The Agency defines RFC as "the most you can still do despite your limitations." 20 C.F.R. § 404.1545(a)(1).
Plaintiff is 42 years old and she has at least a high school education. (Id.)Plaintiff worked in the past as a case worker, social service aide, and case supervisor. (Tr. 17).
While the Court was unable to find any record of Plaintiff's educational background, she does claim that she was a Licensed Social Worker ("LSW"), which requires at least a master's degree in social work.
The ALJ's "Findings," which represent the rationale of his decision, were as follows:
1. The claimant last met the insured status requirements of the Social Security Act on March 31, 2008.(Tr. 13-17).
2. The claimant did not engage in substantial gainful activity during the period from her alleged onset date of December 6, 2004 through her date last insured of March 31, 2008 (20 CFR 404.1571 et seq.).
3. Through the date last insured, the claimant had the following severe impairments: degenerative joint disease of both knees with the residual effects of arthroscopic surgeries (20 CFR 404.1520(c)).
4. Through the date last insured, the claimant did not have an impairment or combination of impairments that met or medically equaled one of the listed impairments in 20 CFR Part 404, Subpart P, Appendix 1 (20 CFR 404.1520(d), 404.1525 and 404.1526).
5. After careful consideration of the entire record, the undersigned finds that, through the date last insured, the claimant had the residual functional capacity to perform light work as defined in 20 C.F.R. 404.1567(b) subject to the following limitations: occasional climbing of ramps and stairs; no climbing of ropes, ladders, or scaffolds; occasional balancing, stooping, and crouching; no kneeling or crawling, and; no exposure to hazards, including unprotected heights.
6. Through the date last insured, the claimant was capable of performing past relevant work as a case worker, social service aide, and case supervisor.
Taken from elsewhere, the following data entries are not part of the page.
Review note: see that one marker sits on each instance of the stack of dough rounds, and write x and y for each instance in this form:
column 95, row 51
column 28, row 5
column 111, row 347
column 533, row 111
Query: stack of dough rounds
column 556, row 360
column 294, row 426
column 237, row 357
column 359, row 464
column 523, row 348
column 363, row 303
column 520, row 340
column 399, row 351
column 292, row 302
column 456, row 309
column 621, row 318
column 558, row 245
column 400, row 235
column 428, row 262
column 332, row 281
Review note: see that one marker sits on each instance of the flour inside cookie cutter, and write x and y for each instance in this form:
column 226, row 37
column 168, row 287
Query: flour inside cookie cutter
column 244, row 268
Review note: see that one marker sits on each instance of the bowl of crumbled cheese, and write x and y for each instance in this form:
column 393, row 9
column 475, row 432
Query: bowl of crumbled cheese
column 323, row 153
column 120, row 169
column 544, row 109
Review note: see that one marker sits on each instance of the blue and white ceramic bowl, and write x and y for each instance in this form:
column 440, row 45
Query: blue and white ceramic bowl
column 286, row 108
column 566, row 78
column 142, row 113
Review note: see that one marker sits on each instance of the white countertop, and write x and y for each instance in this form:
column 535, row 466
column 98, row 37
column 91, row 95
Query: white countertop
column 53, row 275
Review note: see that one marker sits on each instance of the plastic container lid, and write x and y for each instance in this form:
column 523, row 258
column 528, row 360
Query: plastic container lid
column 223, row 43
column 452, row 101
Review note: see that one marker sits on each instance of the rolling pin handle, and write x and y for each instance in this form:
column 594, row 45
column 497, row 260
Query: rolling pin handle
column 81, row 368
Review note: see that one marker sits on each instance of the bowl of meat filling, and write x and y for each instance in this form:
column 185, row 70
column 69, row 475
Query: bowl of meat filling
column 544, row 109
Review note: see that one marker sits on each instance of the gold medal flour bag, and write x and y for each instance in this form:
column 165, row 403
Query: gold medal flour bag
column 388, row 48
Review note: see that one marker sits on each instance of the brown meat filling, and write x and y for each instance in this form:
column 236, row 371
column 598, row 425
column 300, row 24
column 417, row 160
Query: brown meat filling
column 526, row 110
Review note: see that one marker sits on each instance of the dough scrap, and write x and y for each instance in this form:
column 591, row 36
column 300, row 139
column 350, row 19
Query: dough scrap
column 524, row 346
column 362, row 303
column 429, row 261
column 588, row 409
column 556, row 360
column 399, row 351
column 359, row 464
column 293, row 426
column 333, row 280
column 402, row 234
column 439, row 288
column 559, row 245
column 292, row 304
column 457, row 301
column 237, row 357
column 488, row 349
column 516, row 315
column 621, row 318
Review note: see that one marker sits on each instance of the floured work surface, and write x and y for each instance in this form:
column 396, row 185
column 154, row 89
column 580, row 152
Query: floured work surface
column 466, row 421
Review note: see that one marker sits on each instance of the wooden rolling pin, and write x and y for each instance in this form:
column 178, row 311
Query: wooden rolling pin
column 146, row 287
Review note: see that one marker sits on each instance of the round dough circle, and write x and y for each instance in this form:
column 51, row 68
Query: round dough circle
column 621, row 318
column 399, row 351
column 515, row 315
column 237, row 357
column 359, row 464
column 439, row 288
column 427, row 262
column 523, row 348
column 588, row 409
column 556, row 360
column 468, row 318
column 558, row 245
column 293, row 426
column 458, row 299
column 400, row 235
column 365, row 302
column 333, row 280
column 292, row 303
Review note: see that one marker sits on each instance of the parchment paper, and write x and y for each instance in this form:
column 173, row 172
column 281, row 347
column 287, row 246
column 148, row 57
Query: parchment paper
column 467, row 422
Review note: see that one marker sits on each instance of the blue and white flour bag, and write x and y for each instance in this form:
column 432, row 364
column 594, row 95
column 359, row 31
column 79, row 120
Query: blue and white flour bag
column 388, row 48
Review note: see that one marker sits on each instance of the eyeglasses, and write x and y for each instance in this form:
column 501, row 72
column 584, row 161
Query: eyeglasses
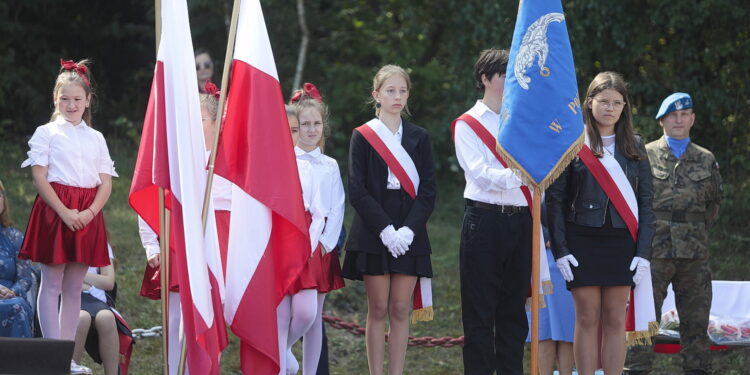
column 206, row 65
column 616, row 104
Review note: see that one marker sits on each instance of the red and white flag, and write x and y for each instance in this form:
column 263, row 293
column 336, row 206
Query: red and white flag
column 268, row 233
column 172, row 156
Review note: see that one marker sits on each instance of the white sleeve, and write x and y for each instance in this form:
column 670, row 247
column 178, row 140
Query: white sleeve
column 106, row 165
column 38, row 148
column 335, row 214
column 472, row 158
column 148, row 238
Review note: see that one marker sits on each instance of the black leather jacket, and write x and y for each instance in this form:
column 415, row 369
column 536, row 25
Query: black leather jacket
column 576, row 197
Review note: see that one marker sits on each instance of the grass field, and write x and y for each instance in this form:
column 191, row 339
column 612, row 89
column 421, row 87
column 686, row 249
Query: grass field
column 730, row 261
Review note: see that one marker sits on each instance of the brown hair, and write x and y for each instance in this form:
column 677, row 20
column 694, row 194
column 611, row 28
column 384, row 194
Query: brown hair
column 5, row 213
column 211, row 104
column 490, row 61
column 72, row 76
column 306, row 101
column 624, row 134
column 388, row 71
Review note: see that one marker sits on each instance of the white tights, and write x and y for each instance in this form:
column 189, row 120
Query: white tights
column 63, row 282
column 300, row 315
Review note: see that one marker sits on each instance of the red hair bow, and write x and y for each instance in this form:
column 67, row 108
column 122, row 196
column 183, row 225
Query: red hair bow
column 308, row 89
column 80, row 69
column 211, row 89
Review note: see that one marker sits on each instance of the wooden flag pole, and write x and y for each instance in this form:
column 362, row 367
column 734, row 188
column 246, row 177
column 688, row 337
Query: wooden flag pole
column 220, row 111
column 535, row 287
column 163, row 228
column 215, row 141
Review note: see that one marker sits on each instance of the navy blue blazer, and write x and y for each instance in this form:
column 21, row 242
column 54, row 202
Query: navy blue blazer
column 368, row 177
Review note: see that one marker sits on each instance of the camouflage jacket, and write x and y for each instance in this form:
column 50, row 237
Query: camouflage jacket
column 687, row 192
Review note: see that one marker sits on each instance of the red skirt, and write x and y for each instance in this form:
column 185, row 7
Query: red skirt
column 151, row 284
column 322, row 272
column 49, row 241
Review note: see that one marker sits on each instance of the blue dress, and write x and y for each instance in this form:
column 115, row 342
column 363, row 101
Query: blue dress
column 15, row 274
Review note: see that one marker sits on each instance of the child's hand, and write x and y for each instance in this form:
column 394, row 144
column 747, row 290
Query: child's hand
column 71, row 219
column 86, row 216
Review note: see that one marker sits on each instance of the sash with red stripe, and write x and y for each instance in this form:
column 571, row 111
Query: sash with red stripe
column 610, row 188
column 489, row 140
column 374, row 140
column 422, row 298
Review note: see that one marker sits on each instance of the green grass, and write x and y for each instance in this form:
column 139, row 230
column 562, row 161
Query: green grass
column 730, row 261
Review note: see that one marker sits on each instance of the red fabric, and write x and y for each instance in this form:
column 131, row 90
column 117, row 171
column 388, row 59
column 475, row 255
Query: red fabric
column 80, row 69
column 255, row 154
column 204, row 343
column 489, row 140
column 308, row 89
column 610, row 188
column 618, row 201
column 49, row 241
column 374, row 140
column 151, row 283
column 675, row 348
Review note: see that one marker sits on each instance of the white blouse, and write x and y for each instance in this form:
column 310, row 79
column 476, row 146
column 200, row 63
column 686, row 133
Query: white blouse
column 74, row 154
column 311, row 197
column 332, row 199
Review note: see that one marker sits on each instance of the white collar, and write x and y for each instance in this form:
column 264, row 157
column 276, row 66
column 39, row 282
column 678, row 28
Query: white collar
column 313, row 154
column 63, row 122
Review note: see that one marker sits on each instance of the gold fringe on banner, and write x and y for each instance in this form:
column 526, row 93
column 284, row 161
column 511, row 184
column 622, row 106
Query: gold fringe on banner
column 422, row 315
column 642, row 337
column 569, row 155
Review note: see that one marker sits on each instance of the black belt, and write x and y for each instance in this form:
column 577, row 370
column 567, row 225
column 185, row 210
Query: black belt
column 680, row 216
column 497, row 207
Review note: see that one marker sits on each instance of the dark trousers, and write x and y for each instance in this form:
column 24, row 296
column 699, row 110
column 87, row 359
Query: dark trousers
column 323, row 361
column 495, row 267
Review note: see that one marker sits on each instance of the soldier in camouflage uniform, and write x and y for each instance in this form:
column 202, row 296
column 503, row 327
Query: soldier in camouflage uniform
column 687, row 192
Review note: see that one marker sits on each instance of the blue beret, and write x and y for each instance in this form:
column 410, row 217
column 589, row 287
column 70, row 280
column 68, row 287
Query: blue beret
column 674, row 102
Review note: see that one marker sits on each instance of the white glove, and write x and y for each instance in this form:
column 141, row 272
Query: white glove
column 641, row 267
column 406, row 235
column 563, row 264
column 392, row 241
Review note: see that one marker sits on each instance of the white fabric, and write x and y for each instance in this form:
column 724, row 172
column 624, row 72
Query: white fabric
column 331, row 194
column 393, row 183
column 187, row 157
column 252, row 45
column 393, row 144
column 74, row 154
column 618, row 176
column 94, row 291
column 149, row 239
column 486, row 179
column 730, row 299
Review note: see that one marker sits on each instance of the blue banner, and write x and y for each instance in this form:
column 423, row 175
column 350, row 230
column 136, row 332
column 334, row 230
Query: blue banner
column 541, row 124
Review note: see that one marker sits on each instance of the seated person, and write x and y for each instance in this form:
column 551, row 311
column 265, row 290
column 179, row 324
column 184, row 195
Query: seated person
column 99, row 324
column 16, row 315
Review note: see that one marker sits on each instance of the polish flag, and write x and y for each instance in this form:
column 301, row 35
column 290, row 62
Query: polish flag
column 172, row 156
column 268, row 233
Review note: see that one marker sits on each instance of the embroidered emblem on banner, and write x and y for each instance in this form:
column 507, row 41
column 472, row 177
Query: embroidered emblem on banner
column 534, row 45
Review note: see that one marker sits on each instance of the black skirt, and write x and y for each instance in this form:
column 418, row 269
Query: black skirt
column 604, row 255
column 92, row 305
column 358, row 263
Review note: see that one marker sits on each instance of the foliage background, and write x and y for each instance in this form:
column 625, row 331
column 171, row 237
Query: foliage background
column 660, row 46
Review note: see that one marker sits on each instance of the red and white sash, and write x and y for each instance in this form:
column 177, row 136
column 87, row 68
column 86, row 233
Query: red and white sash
column 400, row 163
column 640, row 323
column 545, row 283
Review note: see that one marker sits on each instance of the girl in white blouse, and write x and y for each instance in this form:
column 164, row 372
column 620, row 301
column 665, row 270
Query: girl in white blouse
column 323, row 272
column 72, row 170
This work did not require the performance of work-related activities precluded by the claimant's residual functional capacity (20 CFR 404.1565).
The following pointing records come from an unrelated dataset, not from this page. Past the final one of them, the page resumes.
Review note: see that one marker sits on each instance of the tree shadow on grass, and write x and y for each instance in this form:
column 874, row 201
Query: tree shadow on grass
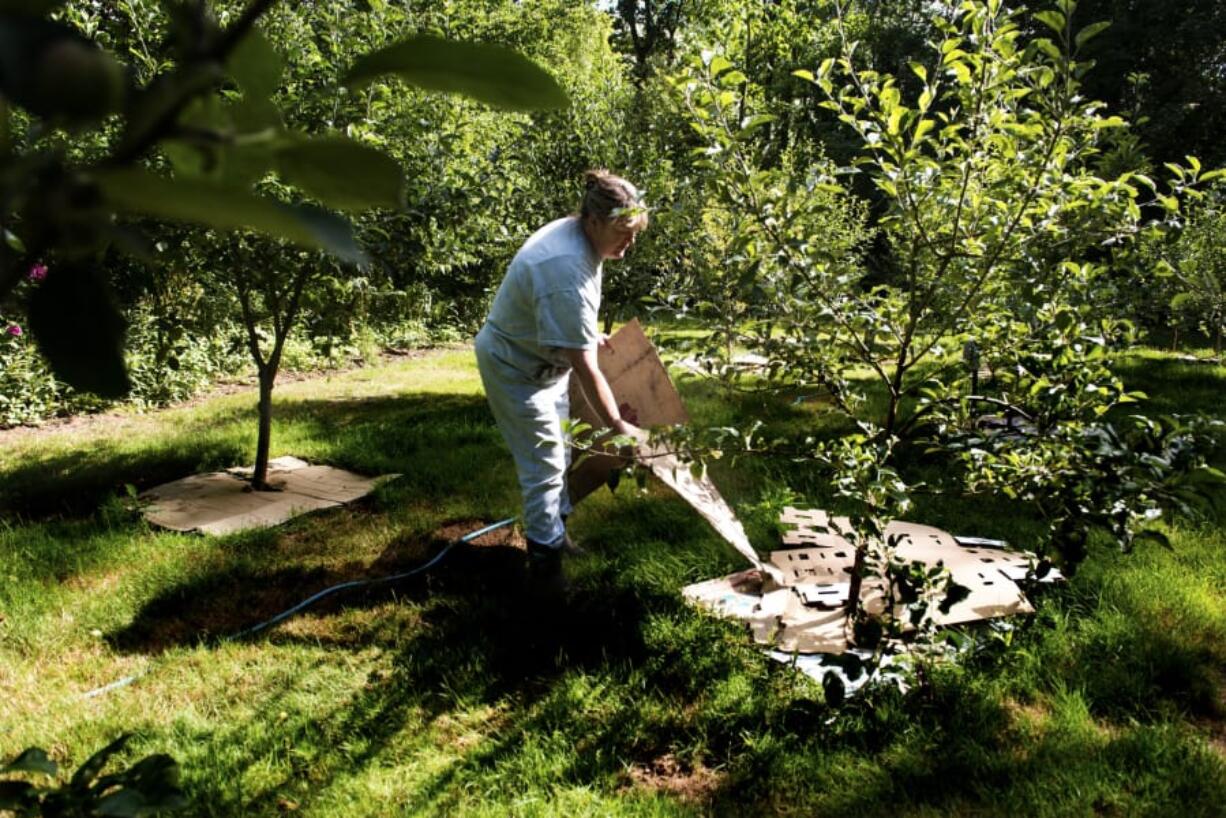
column 405, row 433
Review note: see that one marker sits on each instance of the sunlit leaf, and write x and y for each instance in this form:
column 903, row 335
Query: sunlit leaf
column 342, row 173
column 193, row 200
column 492, row 74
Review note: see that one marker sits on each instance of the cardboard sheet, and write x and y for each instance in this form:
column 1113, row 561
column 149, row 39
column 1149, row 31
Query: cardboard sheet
column 222, row 503
column 645, row 395
column 803, row 610
column 705, row 498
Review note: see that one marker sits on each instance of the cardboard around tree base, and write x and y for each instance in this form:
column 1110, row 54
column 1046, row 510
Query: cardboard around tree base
column 223, row 502
column 803, row 611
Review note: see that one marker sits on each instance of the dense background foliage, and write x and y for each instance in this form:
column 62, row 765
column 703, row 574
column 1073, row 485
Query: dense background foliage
column 479, row 180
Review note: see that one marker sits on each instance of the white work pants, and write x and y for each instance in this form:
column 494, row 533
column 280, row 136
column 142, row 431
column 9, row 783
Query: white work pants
column 529, row 415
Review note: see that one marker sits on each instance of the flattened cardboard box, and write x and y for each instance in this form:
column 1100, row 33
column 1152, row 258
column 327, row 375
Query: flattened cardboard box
column 644, row 393
column 222, row 502
column 806, row 612
column 646, row 397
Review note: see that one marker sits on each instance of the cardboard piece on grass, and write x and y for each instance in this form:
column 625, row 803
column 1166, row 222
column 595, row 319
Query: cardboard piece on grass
column 806, row 612
column 221, row 502
column 705, row 498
7. The claimant was not under a disability, as defined in the Social Security Act, at any time from December 6, 2004, the alleged onset date, through March 31, 2008, the date last insured (20 CFR 404.1520(f)).
In sum, the ALJ concluded that Plaintiff was not under a disability as defined by the Social Security Regulations and was therefore not entitled to DIB. (Tr. 17).
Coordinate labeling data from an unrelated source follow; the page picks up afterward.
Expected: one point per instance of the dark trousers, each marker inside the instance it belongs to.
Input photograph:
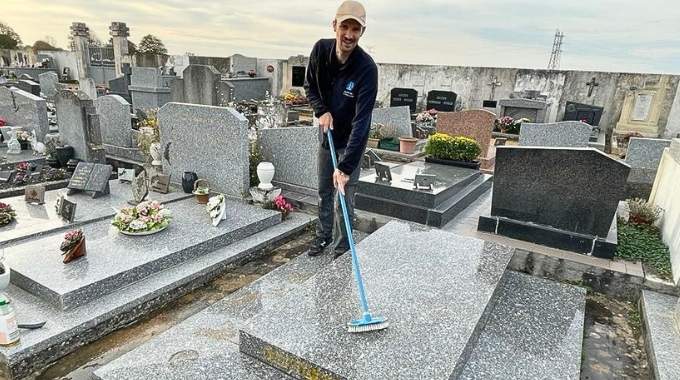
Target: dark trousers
(330, 212)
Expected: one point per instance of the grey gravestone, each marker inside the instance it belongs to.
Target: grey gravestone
(88, 86)
(115, 120)
(444, 101)
(21, 108)
(139, 188)
(200, 84)
(579, 112)
(79, 125)
(572, 189)
(293, 152)
(534, 110)
(49, 83)
(220, 135)
(404, 97)
(394, 118)
(29, 86)
(561, 134)
(91, 177)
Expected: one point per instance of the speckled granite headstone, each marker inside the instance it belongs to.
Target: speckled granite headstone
(293, 151)
(561, 134)
(573, 189)
(49, 83)
(114, 118)
(397, 121)
(475, 124)
(211, 141)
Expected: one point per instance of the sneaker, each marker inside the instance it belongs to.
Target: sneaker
(319, 246)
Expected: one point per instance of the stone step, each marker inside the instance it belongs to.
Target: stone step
(436, 217)
(34, 220)
(114, 260)
(534, 332)
(211, 336)
(436, 289)
(65, 331)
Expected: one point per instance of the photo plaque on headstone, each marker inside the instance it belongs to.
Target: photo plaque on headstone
(383, 172)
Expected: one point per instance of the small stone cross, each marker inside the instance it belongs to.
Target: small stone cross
(494, 83)
(591, 85)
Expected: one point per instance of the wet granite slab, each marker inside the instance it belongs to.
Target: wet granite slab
(435, 315)
(34, 220)
(67, 330)
(662, 336)
(450, 179)
(114, 260)
(534, 332)
(211, 336)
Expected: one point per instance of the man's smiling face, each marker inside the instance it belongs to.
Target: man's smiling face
(347, 35)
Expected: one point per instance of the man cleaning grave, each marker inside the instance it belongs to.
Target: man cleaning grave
(341, 85)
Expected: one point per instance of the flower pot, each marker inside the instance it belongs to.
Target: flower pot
(78, 251)
(63, 154)
(265, 173)
(188, 180)
(155, 153)
(407, 144)
(4, 274)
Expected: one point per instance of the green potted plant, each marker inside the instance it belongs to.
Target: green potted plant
(452, 150)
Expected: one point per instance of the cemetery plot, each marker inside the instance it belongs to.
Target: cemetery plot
(115, 260)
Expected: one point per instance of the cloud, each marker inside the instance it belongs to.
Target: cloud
(599, 35)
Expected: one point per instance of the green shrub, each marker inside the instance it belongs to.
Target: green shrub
(458, 148)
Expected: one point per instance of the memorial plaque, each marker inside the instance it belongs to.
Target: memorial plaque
(444, 101)
(160, 183)
(35, 194)
(140, 188)
(643, 102)
(383, 172)
(424, 181)
(404, 97)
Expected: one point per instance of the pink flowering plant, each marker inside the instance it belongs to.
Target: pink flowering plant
(146, 216)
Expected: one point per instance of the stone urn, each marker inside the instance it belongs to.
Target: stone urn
(155, 153)
(265, 173)
(407, 144)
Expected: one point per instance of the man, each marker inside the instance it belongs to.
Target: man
(341, 85)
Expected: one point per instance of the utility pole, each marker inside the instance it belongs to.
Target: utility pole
(554, 63)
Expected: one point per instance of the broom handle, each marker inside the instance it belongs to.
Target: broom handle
(350, 238)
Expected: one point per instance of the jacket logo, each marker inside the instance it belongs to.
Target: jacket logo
(348, 89)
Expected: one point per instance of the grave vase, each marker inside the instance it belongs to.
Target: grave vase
(265, 173)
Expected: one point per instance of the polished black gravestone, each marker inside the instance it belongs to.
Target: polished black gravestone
(444, 101)
(404, 97)
(453, 189)
(564, 198)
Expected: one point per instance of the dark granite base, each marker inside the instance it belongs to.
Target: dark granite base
(550, 236)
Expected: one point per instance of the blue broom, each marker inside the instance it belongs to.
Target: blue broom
(367, 322)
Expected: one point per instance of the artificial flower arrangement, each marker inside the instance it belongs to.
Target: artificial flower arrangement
(7, 214)
(146, 218)
(73, 246)
(216, 207)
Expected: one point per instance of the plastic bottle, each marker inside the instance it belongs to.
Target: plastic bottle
(9, 331)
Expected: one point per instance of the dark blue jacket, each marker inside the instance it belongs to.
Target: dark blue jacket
(348, 92)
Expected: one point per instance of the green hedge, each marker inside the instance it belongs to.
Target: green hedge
(458, 148)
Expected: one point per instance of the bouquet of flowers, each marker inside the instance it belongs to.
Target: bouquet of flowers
(145, 217)
(7, 214)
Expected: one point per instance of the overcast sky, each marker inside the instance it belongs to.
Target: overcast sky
(607, 35)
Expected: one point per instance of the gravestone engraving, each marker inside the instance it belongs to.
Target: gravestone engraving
(404, 97)
(383, 172)
(90, 177)
(160, 183)
(35, 194)
(140, 188)
(444, 101)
Pro se Plaintiff does not identify any particular error in the ALJ's decision.Instead, Plaintiff asserts that she has various limitations and submits over 80 pages of additional medical records which were not before the ALJ at the time of his decision. Because Plaintiff is proceeding pro se, the Court has carefully reviewed the ALJ's decision to determine whether his critical findings of fact were made in compliance with the applicable law and whether substantial evidence supports those findings.
Although pro se plaintiffs enjoy the benefit of a liberal construction of their pleadings and filings, Boswell v. Mayer, 169 F.3d 384, 387 (6th Cir. 1999), this Court is not required to make a pro se plaintiff's arguments for her. Such a mandate would "require the courts to explore exhaustively all potential claims of a pro se plaintiff, . . . [and] would . . . transform the district court from its legitimate advisory role to the improper role of an advocate seeking out the strongest arguments and most successful strategies for a party." Crawford v. Crestar Foods, No. 98-3144, 2000 U.S. App. LEXIS 6695, at *2 (6th Cir. Apr. 6, 2000).
II.
The Court's inquiry on appeal is to determine whether the ALJ's non-disability finding is supported by substantial evidence. 42 U.S.C. § 405(g). Substantial evidence is "such relevant evidence as a reasonable mind might accept as adequate to support a conclusion." Richardson v. Perales, 402 U.S. 389, 401 (1971). In performing this review, the Court considers the record as a whole. Hephner v. Mathews, 574 F.2d 359, 362 (6th Cir. 1978). If substantial evidence supports the ALJ's denial of benefits, that finding must be affirmed, even if substantial evidence also exists in the record upon which the ALJ could have found plaintiff disabled. As the Sixth Circuit has explained:
"The Commissioner's findings are not subject to reversal merely because substantial evidence exists in the record to support a different conclusion. The substantial evidence standard presupposes that there is a "zone of choice" within which the Commissioner may proceed without interference from the courts. If the Commissioner's decision is supported by substantial evidence, a reviewing court must affirm."Felisky v. Bowen, 35 F.3d 1027, 1035 (6th Cir. 1994).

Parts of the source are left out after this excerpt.